FOSS Assessment Corner: Why Code Rather than Score?

Kathy Long, FOSS Assessment Coordinator, Lawrence Hall of Science
September 09, 2014 | Assessment

In past installments of the "FOSS Assessment Corner," I've provided an overview of the FOSS Assessment System (FOSS Newsletter, Fall 2013), a more detailed description of embedded and benchmark assessments, and a peek at FOSSmap, the computer program FOSS users can access to have students take assessments online and for teachers to run a number of reports that can help guide instruction as well as differentiate student learning needs (FOSS Newsletter, Spring 2014). In this issue I'll talk about some of the criteria we use to design items and describe student progress levels based on assessment responses.

How Are the Benchmark Assessments Designed?

All of the benchmark assessments for the FOSS Third Edition have the same basic item types. They usually include 8–10 multiple-choice items (mark the one best answer), multiple-answer items (mark all that apply), and short answer items. In addition, there are two to three open response items for which students need to write answers.

There are three levels of items on the tests.

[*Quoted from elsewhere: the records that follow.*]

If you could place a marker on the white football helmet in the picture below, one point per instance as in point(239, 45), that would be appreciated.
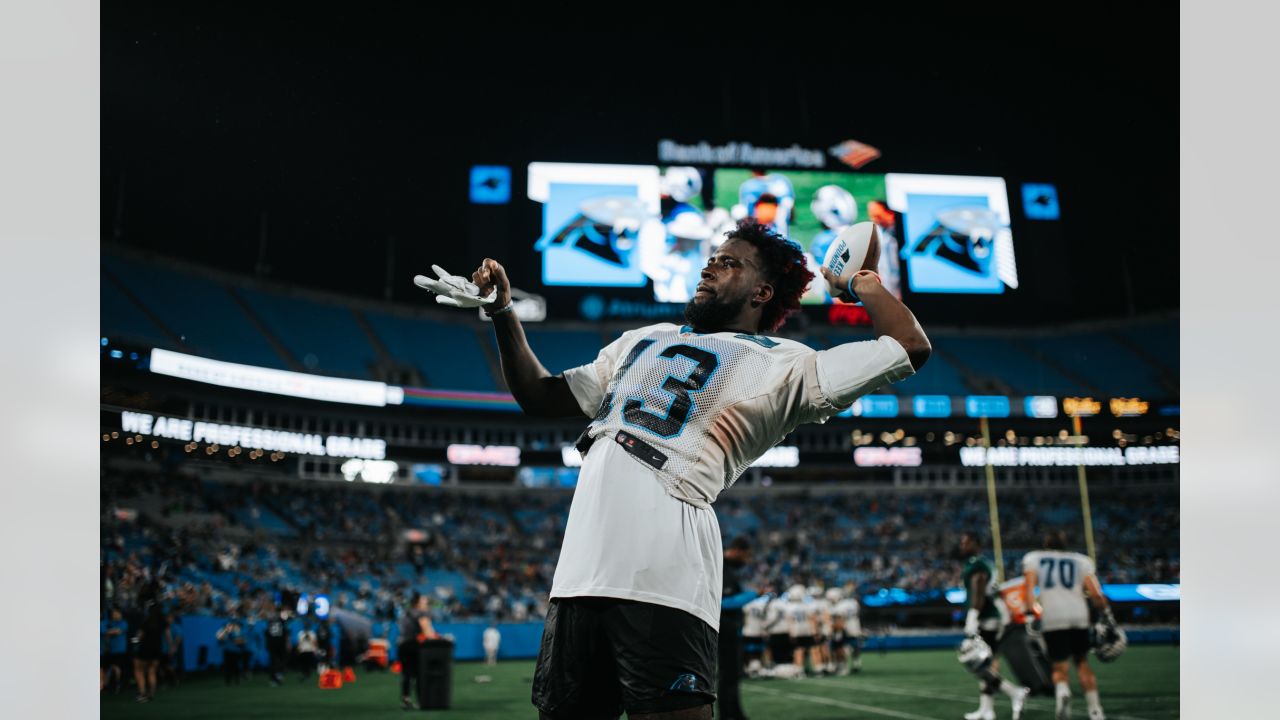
point(835, 206)
point(974, 654)
point(1109, 641)
point(681, 183)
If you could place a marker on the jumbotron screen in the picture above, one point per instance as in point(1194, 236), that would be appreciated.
point(653, 227)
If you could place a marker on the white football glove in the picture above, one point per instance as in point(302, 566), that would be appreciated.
point(455, 291)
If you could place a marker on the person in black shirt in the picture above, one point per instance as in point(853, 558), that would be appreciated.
point(150, 642)
point(415, 629)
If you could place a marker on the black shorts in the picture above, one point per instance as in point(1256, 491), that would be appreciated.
point(1068, 645)
point(991, 638)
point(780, 646)
point(602, 656)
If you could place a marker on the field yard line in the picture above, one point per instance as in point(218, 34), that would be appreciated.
point(1033, 703)
point(845, 705)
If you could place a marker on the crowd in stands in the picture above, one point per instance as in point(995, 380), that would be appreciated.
point(210, 548)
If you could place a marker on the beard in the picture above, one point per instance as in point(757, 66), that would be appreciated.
point(712, 314)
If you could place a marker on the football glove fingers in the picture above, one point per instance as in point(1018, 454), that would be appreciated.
point(453, 290)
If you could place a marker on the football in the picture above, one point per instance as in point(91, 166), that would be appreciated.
point(856, 247)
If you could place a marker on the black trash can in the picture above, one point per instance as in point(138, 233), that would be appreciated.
point(435, 674)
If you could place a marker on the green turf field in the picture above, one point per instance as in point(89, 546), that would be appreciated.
point(906, 686)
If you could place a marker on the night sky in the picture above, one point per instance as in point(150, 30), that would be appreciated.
point(341, 133)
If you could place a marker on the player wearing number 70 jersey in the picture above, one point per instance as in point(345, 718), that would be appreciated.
point(676, 414)
point(1064, 582)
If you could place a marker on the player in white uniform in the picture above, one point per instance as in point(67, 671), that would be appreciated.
point(754, 633)
point(776, 629)
point(822, 613)
point(846, 632)
point(679, 414)
point(1064, 582)
point(801, 615)
point(492, 639)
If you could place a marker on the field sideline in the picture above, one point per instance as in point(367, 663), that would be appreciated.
point(904, 686)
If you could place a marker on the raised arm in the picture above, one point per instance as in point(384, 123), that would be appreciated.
point(888, 315)
point(538, 392)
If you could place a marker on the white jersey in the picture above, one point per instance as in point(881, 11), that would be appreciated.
point(677, 418)
point(754, 616)
point(800, 616)
point(822, 610)
point(848, 611)
point(1060, 580)
point(698, 409)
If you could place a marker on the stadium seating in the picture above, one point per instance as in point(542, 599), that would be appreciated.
point(1101, 361)
point(342, 540)
point(324, 338)
point(561, 350)
point(448, 355)
point(123, 319)
point(995, 359)
point(196, 309)
point(449, 352)
point(1156, 341)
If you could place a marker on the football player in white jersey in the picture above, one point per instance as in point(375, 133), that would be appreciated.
point(846, 632)
point(801, 614)
point(754, 633)
point(1065, 580)
point(777, 630)
point(824, 629)
point(677, 415)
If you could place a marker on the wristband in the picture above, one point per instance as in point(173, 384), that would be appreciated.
point(849, 286)
point(508, 308)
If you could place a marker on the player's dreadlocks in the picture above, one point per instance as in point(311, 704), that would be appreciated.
point(784, 267)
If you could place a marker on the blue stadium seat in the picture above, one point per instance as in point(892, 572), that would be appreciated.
point(1160, 342)
point(937, 377)
point(120, 318)
point(996, 358)
point(1102, 361)
point(197, 309)
point(561, 350)
point(448, 355)
point(323, 337)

Level I items examine the pieces of knowledge students are acquiring and their command of academic vocabulary. Level II items look at how students are beginning to connect pieces of knowledge in order to demonstrate emerging conceptual understandings. Level III items require students to apply the science knowledge and practices that they have learned to answer questions or solve problems presented in new contexts.

Progress Level Chart for the FOSS Assessment System

Progress Level Chart for the FOSS Assessment System

Coding provides information about the quality of learning, rather than the number of correct answers.

The benchmark assessments are constructed to provide information about students' conceptual progress rather than simply show mastery over minimum competencies. This is an important distinction. There is a wide range of item difficulties included on the benchmark assessments. You should not expect most of your students to get 100% on the test. If this were the case, you wouldn't get much information about where students still need to work on understanding. Because of this design, you will need to adjust your evaluation criteria if you are going to use the benchmark assessments as a tool for giving grades. (See more about grades in a later question.)

Why Code Rather than Score?

Items on the benchmark assessments are coded, rather than scored. A coding guide, along with an answer sheet, is provided for each item in the Assessment chapter. We code rather than score in an effort to identify the level of the understanding exposed by a student's response rather than simply noting whether the answer was wrong or right, or adding up points for correct answers. Coding provides information about the quality (depth and flexibility) of learning, rather than the number of correct answers. There are four levels of codes (see the Progress Level Chart). By describing these levels we are providing information to teachers and students about the complexity of the thinking students are able to demonstrate and what they need to do to improve their responses (and therefore their understanding).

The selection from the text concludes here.